ABSTRACT
The international literature on adjunct faculty in higher education, including professional education, does not yet cover counsellor education in particular, although many programmes rely on the teaching services of experienced practitioners in adjunct faculty positions. This article reports on a small, exploratory study conducted with adjunct faculty members appointed to one-year, full time fellowships in the counsellor education programme in which the authors are full time academics. The study identifies the mutual benefits of this practice, to the practitioners who teach as adjunct faculty and to the counsellor education programme. It also identifies areas that are problematic. In view both of the identified benefits and the difficulties experienced, the authors discuss their responsibilities as permanent academic staff to the practitioners who teach as adjunct faculty.
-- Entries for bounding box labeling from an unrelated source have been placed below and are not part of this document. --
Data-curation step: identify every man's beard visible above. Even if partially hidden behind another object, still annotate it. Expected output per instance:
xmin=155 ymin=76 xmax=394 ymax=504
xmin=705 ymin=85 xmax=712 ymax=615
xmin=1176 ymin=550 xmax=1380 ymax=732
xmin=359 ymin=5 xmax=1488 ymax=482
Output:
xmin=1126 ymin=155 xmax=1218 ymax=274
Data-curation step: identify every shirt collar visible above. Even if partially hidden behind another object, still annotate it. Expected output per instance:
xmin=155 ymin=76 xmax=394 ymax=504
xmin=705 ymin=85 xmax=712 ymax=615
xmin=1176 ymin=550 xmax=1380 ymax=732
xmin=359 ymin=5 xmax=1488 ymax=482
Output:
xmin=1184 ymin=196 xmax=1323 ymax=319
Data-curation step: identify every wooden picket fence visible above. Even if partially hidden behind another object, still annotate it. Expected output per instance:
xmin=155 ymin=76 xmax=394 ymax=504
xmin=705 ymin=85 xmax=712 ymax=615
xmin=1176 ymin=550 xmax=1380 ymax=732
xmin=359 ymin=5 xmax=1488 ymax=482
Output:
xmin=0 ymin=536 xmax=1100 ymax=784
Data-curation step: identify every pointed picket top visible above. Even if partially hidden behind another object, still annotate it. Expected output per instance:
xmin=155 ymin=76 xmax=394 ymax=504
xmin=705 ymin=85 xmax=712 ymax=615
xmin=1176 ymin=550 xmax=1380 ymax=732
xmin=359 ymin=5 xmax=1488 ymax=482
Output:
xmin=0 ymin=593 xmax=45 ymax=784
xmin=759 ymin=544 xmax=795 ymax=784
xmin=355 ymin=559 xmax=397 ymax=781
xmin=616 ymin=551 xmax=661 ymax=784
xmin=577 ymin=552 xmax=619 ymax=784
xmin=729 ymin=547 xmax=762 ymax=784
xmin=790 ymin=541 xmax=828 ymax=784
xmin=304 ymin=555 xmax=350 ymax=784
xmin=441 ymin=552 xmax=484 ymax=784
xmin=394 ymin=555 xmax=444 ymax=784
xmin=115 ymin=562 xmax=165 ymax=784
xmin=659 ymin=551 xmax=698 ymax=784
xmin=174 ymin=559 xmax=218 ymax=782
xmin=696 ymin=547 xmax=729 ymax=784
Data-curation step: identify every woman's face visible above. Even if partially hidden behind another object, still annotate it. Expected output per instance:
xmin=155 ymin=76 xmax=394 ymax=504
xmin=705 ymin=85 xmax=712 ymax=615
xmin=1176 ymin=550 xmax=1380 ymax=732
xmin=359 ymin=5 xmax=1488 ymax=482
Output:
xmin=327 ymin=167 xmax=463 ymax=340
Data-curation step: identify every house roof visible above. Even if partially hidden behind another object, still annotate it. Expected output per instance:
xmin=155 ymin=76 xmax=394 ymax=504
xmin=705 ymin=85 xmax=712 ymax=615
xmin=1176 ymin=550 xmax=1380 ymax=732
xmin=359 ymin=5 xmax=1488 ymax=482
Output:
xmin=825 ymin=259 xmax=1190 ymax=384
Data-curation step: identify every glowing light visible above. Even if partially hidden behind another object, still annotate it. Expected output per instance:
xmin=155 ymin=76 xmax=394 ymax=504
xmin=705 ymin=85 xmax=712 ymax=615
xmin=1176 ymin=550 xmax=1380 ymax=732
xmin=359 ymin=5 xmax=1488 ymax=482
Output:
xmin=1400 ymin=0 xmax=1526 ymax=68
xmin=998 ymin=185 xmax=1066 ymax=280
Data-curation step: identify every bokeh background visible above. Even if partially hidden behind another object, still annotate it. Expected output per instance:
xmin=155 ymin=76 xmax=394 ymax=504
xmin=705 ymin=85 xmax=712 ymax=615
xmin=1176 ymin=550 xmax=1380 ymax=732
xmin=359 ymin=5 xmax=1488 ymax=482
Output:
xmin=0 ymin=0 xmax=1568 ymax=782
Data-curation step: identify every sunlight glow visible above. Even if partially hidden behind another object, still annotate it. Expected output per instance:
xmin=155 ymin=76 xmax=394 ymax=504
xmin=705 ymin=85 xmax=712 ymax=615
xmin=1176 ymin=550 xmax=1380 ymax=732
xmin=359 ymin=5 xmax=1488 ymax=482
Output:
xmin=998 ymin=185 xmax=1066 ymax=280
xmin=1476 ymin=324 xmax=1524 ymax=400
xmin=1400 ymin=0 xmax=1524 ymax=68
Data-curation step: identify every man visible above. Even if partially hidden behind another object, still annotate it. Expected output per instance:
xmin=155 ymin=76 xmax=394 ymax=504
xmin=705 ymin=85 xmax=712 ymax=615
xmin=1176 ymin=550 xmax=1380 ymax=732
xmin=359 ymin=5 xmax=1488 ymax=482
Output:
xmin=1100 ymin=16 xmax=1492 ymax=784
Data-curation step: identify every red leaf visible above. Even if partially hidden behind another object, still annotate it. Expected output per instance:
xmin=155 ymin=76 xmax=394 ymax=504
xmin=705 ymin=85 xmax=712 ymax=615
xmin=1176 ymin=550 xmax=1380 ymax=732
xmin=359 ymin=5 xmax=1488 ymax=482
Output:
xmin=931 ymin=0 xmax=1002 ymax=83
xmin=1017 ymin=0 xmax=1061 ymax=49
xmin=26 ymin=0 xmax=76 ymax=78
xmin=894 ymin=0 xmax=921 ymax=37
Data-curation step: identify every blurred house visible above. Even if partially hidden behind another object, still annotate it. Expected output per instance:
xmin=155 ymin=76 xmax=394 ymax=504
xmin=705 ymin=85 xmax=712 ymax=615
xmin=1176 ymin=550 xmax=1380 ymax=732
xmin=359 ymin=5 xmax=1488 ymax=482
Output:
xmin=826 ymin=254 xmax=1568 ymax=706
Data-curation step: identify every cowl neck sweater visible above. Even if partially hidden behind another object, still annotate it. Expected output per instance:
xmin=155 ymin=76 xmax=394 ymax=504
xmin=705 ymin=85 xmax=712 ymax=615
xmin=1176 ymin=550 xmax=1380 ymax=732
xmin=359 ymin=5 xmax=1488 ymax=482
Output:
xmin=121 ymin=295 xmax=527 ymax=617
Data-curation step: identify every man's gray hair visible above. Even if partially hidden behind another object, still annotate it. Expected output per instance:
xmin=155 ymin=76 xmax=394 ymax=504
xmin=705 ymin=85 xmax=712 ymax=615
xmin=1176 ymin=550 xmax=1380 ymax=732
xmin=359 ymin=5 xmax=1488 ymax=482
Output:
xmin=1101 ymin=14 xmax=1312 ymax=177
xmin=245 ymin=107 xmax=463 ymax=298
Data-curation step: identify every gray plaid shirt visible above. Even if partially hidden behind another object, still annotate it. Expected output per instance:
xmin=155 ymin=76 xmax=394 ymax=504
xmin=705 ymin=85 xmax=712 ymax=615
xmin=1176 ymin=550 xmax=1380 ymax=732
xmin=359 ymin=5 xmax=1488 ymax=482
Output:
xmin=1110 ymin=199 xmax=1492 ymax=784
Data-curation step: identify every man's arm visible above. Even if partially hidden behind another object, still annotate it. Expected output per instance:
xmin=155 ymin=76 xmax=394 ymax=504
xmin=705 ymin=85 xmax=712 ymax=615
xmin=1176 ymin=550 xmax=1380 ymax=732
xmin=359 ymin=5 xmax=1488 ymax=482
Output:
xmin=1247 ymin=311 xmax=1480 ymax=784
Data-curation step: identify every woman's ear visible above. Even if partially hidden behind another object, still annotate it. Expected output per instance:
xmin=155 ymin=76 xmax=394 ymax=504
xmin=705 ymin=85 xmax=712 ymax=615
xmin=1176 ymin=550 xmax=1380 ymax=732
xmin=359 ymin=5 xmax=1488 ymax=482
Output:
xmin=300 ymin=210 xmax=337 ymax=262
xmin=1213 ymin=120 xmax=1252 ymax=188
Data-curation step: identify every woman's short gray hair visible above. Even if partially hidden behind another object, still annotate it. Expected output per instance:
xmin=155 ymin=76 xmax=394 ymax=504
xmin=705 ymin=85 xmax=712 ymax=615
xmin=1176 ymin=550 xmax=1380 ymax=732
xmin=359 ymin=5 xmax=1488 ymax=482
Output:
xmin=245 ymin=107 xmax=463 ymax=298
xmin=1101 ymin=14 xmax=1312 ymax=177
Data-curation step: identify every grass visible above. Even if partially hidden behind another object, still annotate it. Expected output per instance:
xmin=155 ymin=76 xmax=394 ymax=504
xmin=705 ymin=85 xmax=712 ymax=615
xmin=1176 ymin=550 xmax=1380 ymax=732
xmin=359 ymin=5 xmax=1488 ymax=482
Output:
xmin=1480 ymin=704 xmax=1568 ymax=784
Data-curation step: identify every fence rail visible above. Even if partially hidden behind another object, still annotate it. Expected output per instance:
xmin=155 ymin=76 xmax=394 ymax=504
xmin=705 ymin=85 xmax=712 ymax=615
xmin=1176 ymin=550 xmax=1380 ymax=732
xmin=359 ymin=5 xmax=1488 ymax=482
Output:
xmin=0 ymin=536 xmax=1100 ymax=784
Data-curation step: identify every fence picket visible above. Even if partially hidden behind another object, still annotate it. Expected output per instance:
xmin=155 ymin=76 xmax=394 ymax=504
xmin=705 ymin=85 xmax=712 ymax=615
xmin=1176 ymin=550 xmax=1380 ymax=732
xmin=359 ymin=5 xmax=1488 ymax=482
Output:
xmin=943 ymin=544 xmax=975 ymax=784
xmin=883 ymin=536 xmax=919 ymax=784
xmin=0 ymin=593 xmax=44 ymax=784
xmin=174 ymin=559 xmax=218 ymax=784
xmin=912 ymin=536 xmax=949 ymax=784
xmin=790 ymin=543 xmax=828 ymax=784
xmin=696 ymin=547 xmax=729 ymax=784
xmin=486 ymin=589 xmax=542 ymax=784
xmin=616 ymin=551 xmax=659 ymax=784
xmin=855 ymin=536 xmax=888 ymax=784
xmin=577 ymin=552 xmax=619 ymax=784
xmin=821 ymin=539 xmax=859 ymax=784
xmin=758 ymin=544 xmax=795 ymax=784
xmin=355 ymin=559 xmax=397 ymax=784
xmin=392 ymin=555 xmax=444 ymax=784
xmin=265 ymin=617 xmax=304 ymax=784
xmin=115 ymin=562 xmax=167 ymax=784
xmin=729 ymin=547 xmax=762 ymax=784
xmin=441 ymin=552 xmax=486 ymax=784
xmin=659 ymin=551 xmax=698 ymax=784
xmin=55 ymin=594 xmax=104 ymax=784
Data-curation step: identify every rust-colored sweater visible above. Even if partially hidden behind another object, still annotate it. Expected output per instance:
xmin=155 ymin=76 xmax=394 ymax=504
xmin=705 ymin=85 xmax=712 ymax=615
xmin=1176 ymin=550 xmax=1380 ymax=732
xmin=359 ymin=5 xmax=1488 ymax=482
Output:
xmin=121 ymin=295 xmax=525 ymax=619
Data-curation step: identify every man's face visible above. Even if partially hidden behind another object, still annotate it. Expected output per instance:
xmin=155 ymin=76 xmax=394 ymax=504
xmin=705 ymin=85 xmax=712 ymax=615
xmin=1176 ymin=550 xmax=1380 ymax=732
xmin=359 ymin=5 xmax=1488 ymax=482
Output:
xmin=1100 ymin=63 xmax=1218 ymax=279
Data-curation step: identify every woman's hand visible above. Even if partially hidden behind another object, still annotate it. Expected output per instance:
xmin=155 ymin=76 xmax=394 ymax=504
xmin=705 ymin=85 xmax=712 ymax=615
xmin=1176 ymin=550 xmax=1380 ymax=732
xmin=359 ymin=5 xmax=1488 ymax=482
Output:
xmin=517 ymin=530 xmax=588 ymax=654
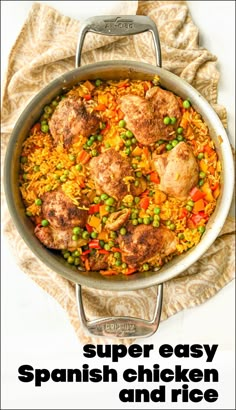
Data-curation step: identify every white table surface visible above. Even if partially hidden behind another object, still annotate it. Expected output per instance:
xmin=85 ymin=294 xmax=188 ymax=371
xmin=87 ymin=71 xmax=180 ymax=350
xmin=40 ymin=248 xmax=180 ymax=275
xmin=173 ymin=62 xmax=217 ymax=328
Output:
xmin=1 ymin=1 xmax=235 ymax=409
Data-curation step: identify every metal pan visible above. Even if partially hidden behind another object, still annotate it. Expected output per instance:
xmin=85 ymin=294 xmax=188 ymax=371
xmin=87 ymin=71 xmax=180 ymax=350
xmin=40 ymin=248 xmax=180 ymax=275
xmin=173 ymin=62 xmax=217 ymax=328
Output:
xmin=4 ymin=16 xmax=234 ymax=338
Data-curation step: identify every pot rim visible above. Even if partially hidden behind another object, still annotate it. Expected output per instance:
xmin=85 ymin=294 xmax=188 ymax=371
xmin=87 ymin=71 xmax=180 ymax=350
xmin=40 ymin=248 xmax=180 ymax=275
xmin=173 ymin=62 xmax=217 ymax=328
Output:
xmin=4 ymin=60 xmax=234 ymax=291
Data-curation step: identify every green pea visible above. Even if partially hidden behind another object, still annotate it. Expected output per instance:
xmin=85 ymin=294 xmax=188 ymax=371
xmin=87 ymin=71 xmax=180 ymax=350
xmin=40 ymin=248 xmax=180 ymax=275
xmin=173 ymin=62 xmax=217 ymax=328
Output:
xmin=110 ymin=231 xmax=117 ymax=239
xmin=176 ymin=135 xmax=184 ymax=142
xmin=105 ymin=197 xmax=115 ymax=205
xmin=41 ymin=219 xmax=49 ymax=226
xmin=125 ymin=140 xmax=132 ymax=147
xmin=197 ymin=226 xmax=206 ymax=233
xmin=44 ymin=105 xmax=52 ymax=114
xmin=183 ymin=100 xmax=191 ymax=108
xmin=60 ymin=175 xmax=67 ymax=182
xmin=120 ymin=228 xmax=127 ymax=236
xmin=74 ymin=258 xmax=80 ymax=266
xmin=86 ymin=140 xmax=93 ymax=147
xmin=171 ymin=140 xmax=179 ymax=147
xmin=90 ymin=231 xmax=98 ymax=239
xmin=197 ymin=152 xmax=204 ymax=159
xmin=25 ymin=211 xmax=33 ymax=216
xmin=95 ymin=79 xmax=102 ymax=87
xmin=35 ymin=198 xmax=42 ymax=205
xmin=166 ymin=144 xmax=173 ymax=151
xmin=187 ymin=200 xmax=194 ymax=206
xmin=67 ymin=256 xmax=75 ymax=265
xmin=154 ymin=206 xmax=161 ymax=215
xmin=56 ymin=164 xmax=63 ymax=169
xmin=163 ymin=117 xmax=171 ymax=125
xmin=63 ymin=252 xmax=70 ymax=259
xmin=178 ymin=233 xmax=184 ymax=239
xmin=72 ymin=226 xmax=82 ymax=235
xmin=99 ymin=240 xmax=105 ymax=248
xmin=41 ymin=124 xmax=49 ymax=134
xmin=119 ymin=120 xmax=126 ymax=128
xmin=125 ymin=130 xmax=134 ymax=138
xmin=82 ymin=231 xmax=89 ymax=239
xmin=100 ymin=194 xmax=108 ymax=201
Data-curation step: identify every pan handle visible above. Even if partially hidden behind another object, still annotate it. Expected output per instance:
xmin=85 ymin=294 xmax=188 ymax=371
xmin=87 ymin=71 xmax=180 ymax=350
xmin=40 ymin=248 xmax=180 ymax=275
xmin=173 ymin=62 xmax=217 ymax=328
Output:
xmin=76 ymin=283 xmax=163 ymax=339
xmin=75 ymin=15 xmax=161 ymax=68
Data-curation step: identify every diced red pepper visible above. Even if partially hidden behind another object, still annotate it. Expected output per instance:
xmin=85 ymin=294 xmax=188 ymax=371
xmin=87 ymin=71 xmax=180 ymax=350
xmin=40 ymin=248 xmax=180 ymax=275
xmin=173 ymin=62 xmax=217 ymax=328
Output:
xmin=84 ymin=94 xmax=92 ymax=101
xmin=150 ymin=171 xmax=160 ymax=184
xmin=189 ymin=187 xmax=206 ymax=201
xmin=140 ymin=196 xmax=150 ymax=211
xmin=179 ymin=208 xmax=188 ymax=219
xmin=88 ymin=239 xmax=101 ymax=249
xmin=98 ymin=249 xmax=110 ymax=255
xmin=81 ymin=249 xmax=91 ymax=256
xmin=89 ymin=204 xmax=100 ymax=215
xmin=85 ymin=224 xmax=93 ymax=233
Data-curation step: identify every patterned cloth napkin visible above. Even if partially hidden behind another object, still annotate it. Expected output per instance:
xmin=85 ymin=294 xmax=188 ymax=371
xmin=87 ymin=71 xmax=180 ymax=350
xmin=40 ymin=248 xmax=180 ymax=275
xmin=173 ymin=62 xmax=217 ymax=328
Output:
xmin=2 ymin=1 xmax=235 ymax=343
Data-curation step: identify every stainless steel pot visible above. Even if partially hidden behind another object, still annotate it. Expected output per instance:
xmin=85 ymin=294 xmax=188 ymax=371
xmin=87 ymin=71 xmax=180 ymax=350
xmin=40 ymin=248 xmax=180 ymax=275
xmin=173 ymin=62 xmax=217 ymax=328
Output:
xmin=4 ymin=16 xmax=234 ymax=338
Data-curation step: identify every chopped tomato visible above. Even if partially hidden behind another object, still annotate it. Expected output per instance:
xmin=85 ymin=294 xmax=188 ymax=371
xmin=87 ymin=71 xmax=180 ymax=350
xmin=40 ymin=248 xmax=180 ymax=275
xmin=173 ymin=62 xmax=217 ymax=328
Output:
xmin=88 ymin=239 xmax=101 ymax=249
xmin=140 ymin=196 xmax=150 ymax=211
xmin=189 ymin=187 xmax=206 ymax=202
xmin=89 ymin=204 xmax=100 ymax=215
xmin=150 ymin=171 xmax=160 ymax=184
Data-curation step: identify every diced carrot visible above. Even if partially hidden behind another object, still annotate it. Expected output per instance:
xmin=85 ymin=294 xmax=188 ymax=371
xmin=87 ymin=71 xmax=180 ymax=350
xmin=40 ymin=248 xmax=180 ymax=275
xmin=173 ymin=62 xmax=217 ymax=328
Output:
xmin=193 ymin=199 xmax=205 ymax=214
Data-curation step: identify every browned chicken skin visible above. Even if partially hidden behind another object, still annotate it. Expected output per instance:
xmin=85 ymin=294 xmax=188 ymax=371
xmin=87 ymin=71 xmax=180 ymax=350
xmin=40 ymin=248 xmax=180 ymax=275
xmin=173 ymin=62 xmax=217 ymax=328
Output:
xmin=42 ymin=190 xmax=89 ymax=229
xmin=154 ymin=142 xmax=199 ymax=200
xmin=90 ymin=148 xmax=134 ymax=200
xmin=34 ymin=190 xmax=88 ymax=249
xmin=34 ymin=226 xmax=77 ymax=249
xmin=49 ymin=97 xmax=99 ymax=147
xmin=120 ymin=87 xmax=181 ymax=145
xmin=118 ymin=225 xmax=177 ymax=267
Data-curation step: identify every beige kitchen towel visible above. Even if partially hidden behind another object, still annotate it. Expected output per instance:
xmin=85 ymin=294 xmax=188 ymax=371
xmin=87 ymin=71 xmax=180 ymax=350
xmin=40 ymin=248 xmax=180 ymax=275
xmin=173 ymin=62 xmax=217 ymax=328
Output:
xmin=2 ymin=1 xmax=235 ymax=343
The authors suggest that programmes benefit from the ethic of hospitality that adjunct faculty can offer and invite academic staff to bring (un)conditional hospitality to the collegial relationship in counsellor education.
Notes
1. For the sake of brevity, we refer to practitioners who hold part time, temporary, contract teaching positions as ‘adjunct faculty’, the term most common in the US, while acknowledging that for some the term ‘temporary workers’, as used by Bryson and Blackwell (Citation2006) in the UK, might more accurately describe their employment status.
2. In referring to our Visiting Teaching Fellow colleagues as a group, we commonly called them VTFs, and in this article we use this abbreviation. Our use of this abbreviation may have objectifying effects that appear dissonant with our arguments for hospitality and relationship. However, our feminist sensibilities got in the way of us referring to our colleagues as ‘Fellows’.
3. This concept comes from Davies et al. (Citation2006) who used this bracketed form to illustrate the in-the-moment constitutive actions of discourse.
4. Drawing on the work of Butler, Davies (Citation2006) suggested that in order to have mastery on the terms of a particular discourse, we must submit ourselves to the terms of that discourse. Davies showed the sophistication of a subject simultaneously submitting to and thus mastering a particular discourse, and so disturbing the terms of the discourse itself.
5. An institutional decision was made to make a full time and permanent appointment.